For those planning on purchasing a new car in the next few months, this rate change likely will not have any material effect on what rate you get. A quarter-percentage-point difference on a $25,000 loan is $3 a month, according to Bankrate's McBride.
"Nobody is going to have to downsize from the SUV to the compact because of rates going up," he said.
What will affect what kind of car you can afford is checking that your credit is in good shape, negotiating the price of your vehicle and shopping around to secure the best rate on your financing. "Don't lose sleep over interest rates," he said.
Currently, the average five-year new car loan rate is 4.42 percent and the average four-year used car loan rate is 5.07 percent.
Stashing some cash in a savings account has yielded not very much, aside from peace of mind, and that's not likely to change. The average interest rate on a savings account is about 0.08 percent right now, according to Bankrate, and even with the Fed rate hike, banks may not pass on any of that increase to their customers, which means interest on deposits will remain near rock bottom.
Banks' terms allow them to be slower to raise rates on savings products than they are on loans and credit cards, according to Nick Clements, co-founder of MagnifyMoney.com.
Rather, "check online savings accounts, community banks or credit unions; often you can pick up over a full percentage point that way," McBride said. "That's more than tenfold the interest you are earning now."
That will add up. An account paying 1.10 percent in interest earns about $275 more per year than an account with a rate of 0.01 percent on savings of $25,000, according to NerdWallet.
Federal student loan rates are fixed, so most borrowers won't be affected immediately by a rate hike. But if you have a private loan, those loans may be fixed or have a variable rate tied to the Libor, the prime rate or T-bill rates — which means that as the Fed raises rates, borrowers will likely pay more in interest, although how much more will vary by the benchmark.
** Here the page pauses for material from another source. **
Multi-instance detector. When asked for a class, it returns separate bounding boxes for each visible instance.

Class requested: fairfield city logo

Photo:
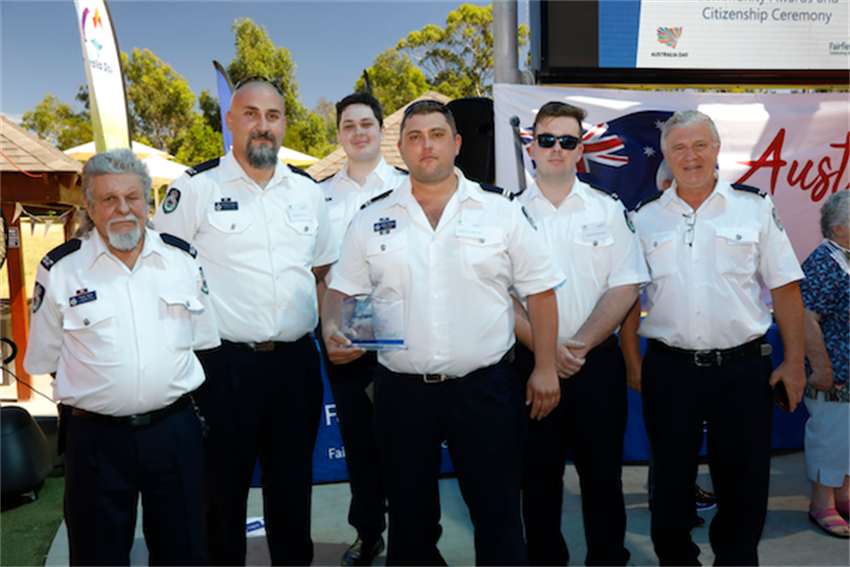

"If the federal funds rate rises by 25 basis points, one can expect the interest rates on variable loans would increase by the same amount," said Stephen Dash, CEO of Credible.com, an online marketplace for lenders that offer student loan refinancing.
While most borrowers have federal student loans, many others have a mix of federal and private loans, and nearly a quarter, or 24 percent, of student-loan borrowers don't know the difference between fixed- and variable-rate loans, according to Credible.
That makes this a particularly good time to identify the loans you've got and see if refinancing into a fixed rate makes sense, Dash said. "There still exists a very meaningful savings opportunity."